FENASCOM actively participates in various bodies of the health system in Mali and in various meetings related to community health. The objective of FENASCOM is households’ access to quality health services in line with their needs and in accordance with established standards. This includes the participation of ASACOs that are competent, dynamic and able enough to provide answers to the health problems of population.
FENASCOM is open to any Community Health Association and/or Mutual Health Insurance Organisations officially recognised by the competent authorities. FENASCOM is organised into 59 local federations, 9 regional federations and a national federation. A national congress meets every five years and a coordination council every two years. Daily management is handled by the executive offices at different levels. A Permanent Secretariat is responsible for the daily management of the FENASCOM at the national level.
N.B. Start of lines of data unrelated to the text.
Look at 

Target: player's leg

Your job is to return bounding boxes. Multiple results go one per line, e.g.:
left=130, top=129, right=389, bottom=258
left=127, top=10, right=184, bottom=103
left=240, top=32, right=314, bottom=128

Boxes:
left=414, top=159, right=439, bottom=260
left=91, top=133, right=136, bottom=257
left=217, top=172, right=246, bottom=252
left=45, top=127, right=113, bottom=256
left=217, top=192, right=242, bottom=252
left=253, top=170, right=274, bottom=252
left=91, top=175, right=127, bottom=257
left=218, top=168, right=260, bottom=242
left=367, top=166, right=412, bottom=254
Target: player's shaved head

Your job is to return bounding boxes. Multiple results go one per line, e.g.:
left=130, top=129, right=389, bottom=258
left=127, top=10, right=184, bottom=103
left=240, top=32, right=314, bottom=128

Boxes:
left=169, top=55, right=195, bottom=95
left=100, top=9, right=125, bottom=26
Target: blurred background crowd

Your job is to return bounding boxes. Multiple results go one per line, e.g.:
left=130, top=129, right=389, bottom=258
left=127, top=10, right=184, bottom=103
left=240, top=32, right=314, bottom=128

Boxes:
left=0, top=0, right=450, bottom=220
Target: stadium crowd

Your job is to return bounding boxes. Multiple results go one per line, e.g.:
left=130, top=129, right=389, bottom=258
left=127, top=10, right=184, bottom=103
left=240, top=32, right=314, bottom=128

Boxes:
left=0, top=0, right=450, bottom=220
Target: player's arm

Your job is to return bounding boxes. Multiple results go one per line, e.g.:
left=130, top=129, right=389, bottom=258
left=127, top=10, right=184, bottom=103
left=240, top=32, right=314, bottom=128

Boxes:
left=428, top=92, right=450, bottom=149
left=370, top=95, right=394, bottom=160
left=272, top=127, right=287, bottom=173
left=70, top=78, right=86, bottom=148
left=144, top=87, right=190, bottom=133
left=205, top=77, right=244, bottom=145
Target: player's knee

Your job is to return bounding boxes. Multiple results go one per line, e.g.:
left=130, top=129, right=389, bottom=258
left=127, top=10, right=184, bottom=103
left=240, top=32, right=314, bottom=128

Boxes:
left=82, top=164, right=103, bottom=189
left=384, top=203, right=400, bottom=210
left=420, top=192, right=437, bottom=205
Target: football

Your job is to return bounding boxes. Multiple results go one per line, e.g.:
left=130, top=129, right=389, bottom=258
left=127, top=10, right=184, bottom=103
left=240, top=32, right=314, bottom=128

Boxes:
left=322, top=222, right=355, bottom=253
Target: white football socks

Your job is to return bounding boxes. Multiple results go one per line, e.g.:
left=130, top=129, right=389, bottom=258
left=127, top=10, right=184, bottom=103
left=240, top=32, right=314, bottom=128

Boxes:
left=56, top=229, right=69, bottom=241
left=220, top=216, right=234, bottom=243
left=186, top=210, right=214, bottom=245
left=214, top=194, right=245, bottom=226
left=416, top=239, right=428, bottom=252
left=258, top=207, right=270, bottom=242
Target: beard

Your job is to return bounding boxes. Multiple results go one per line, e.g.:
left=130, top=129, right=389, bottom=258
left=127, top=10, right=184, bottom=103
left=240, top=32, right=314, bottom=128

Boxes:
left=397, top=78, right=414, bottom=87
At the moment, Mali does not appear in the headlines for its ASACO but rather for the war that ravages the north of the country. Do you know what happened to the ASACOs located in the northern part of the country? What is the political dimension of the ASACOs?
In the wake of the recent rebellion (January, 17, 2012), FENASCOM immediately organised a consortium to deal with the current situation of community health in the strip occupied by the rebels. This initiative has been strengthened with the events of the coup of the 22nd of March 2012. The goal is to gather information and propose actions. An emergency response plan has been developed; here is an excerpt that relates the situation on the field:
“Information to be confirmed indicates the devastation or destruction of socio-health infrastructures at different degrees in the three 3 northern parts of the country. [...] The health situation is worrying as services have stopped in several community health centres and hospitals in the northern regions. This is exacerbated by the departure of the majority of the socio-sanitary staff out of the areas affected by this crisis”.
Interestingly, it was reported in Gao [occupied by the rebels] the creation of a "monitoring commission of the situation" composed of religious leaders, Imams, customary chiefs, heads of districts and community leaders. It is responsible for the assessment of the crisis and negotiation with the armed rebels whenever necessary, especially in regard to various health abuses including sexual violence.
Note:
(1) the "Cercle" is the local administrative level in Mali.